Yazıldığı o buhranlı dönemlerde milletimizin içinde bulunduğu Kurtuluş Savaşı, bağımsızlık ruhu ve vatan sevgisini dile getiren İstiklal Marşımızın anlam ve önemi, nazım gücü ve etkisi, Akif’in yetenek ve birikimi kadar Kurtuluş Savaşıyla bütünleşmiş yaşanmışlıklarıyla da yakından ilgilidir.
Gazi Mustafa Kemal Atatürk’ün: “Hürriyet ve istiklâl aşkı bu milletin ruhudur” dediği ve “inkılabımızın ruhu” olarak saydığı İstiklal Marşımıza atfen bu eserde “Yüce bir mana ile istiklal ruhumuzu ifade eden mısralar”ın olduğunu, devamında da “bu milletten asla unutmamasını istediğim mısralar” olarak gösterdiği dizelerde:
“Hakkıdır, hür yaşamış, bayrağımın hürriyet;
Hakkıdır, Hakk´a tapan milletimin İstiklal.” denilmektedir.
Hürriyet içinde dalgalanmanın; bağımsızlığın sembolü, yükseklere ve yeni ufuklara ulaşmanın öncüsü bayrağın hakkı olduğunu; bağımsızlığın ise hürriyet ve istiklalini tarih boyunca mütemadiyen muhafaza ve müdafaa etmiş Hakk’a tapan milletin olduğunu belirtir.
Hayatını ve sanatını milletine adayan Mehmet Akif, Türk ulusuna ait olduğunu belirttiği, Türk milletinin ortak ruhunu temsil ettiği inancıyla Türk ulusuna ve “kahraman ordumuza” armağan ettiği şiiri ile ilgili:
“O şiir, milletin o günkü heyecanının bir ifadesidir. Bin bir fecayi karşısında bunalan ruhların ıstıraplar içinde halâs dakikalarını beklediği bir zamanda yazılan o marş, o günlerin kıymetli bir hatırasıdır. O şiir bir daha yazılmaz. Onu kimse yazamaz. Onu ben de yazamam. Onu yazmak için o günleri yaşamak lazım. O şiir artık benim değildir. O, milletin malıdır. Benim millete karşı en kıymetli hediyem budur.” ifadelerini kullanmıştır.

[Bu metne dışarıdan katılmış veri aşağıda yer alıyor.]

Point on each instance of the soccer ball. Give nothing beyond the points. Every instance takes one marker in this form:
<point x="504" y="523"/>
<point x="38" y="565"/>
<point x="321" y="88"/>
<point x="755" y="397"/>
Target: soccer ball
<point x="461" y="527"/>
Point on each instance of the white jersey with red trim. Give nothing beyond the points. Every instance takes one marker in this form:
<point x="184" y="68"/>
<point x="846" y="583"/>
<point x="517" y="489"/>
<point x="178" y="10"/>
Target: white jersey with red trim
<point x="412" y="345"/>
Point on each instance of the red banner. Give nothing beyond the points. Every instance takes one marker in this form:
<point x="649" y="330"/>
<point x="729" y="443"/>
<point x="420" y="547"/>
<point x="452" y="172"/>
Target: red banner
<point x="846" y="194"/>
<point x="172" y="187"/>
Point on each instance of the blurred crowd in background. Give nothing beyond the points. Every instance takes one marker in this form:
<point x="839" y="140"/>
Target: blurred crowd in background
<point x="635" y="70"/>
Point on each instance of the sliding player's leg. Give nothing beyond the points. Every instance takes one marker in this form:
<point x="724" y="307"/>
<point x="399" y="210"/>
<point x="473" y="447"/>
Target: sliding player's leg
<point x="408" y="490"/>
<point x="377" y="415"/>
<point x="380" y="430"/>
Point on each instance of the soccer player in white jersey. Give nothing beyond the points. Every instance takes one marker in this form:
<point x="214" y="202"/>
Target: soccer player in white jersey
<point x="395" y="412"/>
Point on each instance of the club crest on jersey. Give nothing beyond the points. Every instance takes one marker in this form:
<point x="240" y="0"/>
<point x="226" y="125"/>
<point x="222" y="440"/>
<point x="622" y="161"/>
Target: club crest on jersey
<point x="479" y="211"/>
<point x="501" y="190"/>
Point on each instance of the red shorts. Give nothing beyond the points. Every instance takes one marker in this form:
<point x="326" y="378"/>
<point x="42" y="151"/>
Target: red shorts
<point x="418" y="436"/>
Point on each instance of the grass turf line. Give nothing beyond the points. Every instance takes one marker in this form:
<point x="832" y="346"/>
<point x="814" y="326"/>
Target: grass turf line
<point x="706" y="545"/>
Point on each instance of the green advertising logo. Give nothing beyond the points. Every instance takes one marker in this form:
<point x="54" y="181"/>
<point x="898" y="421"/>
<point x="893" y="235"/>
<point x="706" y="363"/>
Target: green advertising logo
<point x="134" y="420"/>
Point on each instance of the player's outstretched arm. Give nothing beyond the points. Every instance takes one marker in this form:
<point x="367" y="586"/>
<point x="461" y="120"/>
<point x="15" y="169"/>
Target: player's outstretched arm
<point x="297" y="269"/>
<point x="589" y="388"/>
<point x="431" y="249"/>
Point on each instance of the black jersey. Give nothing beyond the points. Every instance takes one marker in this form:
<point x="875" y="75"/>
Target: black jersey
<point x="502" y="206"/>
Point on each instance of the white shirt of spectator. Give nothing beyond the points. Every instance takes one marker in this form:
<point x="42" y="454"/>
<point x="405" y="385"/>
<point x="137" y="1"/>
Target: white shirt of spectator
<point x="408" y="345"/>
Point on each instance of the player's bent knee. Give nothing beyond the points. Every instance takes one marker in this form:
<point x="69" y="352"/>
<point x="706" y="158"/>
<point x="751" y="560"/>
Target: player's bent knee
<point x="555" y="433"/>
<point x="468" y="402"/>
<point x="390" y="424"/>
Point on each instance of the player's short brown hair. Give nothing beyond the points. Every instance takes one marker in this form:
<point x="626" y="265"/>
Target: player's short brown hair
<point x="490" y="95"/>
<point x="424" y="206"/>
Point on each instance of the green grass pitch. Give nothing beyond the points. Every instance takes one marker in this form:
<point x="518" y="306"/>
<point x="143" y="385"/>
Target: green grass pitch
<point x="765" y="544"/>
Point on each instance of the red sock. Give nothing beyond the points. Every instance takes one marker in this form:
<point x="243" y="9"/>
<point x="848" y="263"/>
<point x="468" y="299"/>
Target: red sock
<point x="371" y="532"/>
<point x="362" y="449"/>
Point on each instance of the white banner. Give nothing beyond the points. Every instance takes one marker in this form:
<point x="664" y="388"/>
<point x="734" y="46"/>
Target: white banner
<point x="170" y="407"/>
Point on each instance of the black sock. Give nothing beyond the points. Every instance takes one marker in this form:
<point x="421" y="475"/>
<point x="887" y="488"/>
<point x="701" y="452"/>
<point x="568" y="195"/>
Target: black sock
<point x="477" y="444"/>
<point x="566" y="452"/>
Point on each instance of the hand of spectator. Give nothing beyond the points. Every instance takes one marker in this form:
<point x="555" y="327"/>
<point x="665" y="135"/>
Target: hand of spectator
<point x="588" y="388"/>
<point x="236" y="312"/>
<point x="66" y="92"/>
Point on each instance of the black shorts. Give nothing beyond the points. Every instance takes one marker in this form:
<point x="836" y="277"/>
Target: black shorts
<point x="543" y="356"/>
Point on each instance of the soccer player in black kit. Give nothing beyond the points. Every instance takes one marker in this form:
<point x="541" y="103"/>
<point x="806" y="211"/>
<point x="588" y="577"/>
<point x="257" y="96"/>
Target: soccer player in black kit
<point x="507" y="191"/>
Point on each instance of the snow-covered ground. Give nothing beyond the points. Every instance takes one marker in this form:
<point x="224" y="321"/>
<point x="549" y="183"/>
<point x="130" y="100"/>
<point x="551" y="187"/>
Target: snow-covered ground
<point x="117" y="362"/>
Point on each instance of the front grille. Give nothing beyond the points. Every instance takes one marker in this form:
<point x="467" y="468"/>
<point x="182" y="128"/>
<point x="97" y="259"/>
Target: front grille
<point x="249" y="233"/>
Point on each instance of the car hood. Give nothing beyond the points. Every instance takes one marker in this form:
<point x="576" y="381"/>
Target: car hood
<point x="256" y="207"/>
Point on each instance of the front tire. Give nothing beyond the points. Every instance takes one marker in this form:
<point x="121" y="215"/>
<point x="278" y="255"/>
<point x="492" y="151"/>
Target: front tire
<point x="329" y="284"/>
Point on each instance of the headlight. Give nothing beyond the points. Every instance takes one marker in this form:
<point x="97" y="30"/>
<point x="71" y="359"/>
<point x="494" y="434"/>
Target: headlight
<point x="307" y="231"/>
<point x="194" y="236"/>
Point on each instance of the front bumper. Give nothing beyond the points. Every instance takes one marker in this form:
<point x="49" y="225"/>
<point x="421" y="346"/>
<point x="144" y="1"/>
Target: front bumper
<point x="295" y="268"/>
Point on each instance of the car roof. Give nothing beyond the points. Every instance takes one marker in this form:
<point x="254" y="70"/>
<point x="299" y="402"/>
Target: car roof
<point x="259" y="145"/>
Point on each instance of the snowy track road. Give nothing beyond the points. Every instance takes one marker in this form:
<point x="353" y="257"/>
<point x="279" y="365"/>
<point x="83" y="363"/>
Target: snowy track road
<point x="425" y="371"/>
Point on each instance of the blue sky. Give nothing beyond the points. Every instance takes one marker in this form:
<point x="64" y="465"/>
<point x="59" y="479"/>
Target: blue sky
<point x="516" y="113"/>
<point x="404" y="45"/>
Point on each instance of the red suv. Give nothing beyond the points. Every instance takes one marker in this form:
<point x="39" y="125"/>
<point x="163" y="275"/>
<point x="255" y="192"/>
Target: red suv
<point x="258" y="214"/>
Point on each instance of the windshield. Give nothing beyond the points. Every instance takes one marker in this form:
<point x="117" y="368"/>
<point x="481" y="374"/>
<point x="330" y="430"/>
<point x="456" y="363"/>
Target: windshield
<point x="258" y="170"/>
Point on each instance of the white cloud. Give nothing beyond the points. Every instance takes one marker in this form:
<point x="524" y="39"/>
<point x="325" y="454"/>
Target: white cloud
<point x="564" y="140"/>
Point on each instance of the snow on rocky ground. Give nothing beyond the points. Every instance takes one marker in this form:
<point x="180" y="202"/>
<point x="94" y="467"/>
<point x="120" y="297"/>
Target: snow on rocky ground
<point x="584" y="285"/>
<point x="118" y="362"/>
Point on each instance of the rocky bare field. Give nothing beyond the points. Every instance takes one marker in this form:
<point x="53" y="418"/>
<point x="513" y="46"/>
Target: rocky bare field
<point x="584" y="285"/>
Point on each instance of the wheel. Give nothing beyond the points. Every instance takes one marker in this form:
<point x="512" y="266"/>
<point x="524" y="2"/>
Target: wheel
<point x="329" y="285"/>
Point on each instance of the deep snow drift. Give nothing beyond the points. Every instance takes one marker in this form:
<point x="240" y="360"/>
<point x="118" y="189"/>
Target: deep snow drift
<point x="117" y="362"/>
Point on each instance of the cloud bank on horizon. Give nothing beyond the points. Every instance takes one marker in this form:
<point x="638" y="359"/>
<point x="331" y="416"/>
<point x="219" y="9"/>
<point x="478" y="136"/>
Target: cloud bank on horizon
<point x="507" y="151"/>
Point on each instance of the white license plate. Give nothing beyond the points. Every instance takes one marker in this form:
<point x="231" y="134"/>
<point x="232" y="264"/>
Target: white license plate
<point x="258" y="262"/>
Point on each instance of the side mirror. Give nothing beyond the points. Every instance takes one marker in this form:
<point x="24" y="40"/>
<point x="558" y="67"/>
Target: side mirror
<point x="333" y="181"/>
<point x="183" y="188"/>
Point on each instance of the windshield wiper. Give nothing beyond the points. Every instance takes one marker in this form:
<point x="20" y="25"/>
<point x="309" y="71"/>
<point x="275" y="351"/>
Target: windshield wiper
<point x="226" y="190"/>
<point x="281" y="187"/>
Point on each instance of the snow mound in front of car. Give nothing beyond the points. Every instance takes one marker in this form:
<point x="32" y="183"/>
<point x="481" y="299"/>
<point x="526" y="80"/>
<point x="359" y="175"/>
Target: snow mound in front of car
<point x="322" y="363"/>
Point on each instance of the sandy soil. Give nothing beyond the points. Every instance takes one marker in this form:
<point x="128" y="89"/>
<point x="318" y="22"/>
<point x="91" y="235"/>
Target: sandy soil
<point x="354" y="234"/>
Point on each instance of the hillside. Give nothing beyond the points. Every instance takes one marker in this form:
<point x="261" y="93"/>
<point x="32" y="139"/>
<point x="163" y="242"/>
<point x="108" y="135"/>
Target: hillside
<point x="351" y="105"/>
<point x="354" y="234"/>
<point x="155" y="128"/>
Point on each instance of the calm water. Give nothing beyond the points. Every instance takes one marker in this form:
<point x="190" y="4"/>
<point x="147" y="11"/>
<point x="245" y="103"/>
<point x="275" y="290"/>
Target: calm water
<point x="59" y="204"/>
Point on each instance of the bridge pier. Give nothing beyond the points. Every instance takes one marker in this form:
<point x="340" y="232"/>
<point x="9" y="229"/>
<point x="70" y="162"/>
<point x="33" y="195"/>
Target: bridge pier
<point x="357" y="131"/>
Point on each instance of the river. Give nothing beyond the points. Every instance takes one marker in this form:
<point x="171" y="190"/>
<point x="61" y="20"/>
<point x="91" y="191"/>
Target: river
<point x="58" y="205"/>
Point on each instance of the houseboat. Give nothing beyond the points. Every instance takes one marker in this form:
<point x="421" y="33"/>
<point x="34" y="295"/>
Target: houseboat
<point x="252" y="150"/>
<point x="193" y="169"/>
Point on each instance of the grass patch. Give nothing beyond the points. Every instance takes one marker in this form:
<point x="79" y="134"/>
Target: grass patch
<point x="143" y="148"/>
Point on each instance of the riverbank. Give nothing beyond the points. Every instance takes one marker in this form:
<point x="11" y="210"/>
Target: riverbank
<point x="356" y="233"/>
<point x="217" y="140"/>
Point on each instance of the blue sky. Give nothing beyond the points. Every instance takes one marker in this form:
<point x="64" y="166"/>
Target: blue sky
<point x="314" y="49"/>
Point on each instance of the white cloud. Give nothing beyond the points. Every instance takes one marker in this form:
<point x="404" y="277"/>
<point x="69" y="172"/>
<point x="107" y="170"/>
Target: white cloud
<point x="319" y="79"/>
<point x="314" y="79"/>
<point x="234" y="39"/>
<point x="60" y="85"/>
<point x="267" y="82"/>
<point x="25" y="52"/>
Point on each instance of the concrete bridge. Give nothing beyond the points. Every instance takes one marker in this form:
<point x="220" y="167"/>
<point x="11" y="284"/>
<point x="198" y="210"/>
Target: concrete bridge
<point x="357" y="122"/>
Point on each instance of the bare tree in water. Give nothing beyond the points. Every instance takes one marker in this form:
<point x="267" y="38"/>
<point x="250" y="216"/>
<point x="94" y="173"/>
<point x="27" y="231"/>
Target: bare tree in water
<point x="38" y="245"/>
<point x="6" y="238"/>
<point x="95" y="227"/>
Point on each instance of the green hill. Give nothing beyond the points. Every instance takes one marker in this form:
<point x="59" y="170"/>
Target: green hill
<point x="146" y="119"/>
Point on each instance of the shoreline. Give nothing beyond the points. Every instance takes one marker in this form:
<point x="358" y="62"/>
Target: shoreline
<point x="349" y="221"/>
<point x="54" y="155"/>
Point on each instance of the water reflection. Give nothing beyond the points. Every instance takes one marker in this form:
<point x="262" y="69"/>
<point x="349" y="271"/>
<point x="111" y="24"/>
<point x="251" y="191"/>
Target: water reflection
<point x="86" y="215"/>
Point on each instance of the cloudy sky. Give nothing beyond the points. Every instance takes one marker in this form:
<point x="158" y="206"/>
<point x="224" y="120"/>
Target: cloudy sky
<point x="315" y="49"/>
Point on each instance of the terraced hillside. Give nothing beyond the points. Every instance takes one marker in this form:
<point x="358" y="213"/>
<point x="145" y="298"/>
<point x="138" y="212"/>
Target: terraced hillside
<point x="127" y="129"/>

Bizi biz yapan, Türklük ülküsünü oluşturan değerlerin bir bağlam oluşturduğu edebî güzelliğin ve fikrî bilincin şaheseri olan, kahraman bir ordu ve millete seslenişle yazılan bu güçlü nutku şanlı ay yıldızlı bayrağımız altında hürriyet ve bağımsızlık ruhuyla Milletimiz var oldukça gurur, heyecan ve coşkuyla sonsuza dek okumaya devam edeceğiz.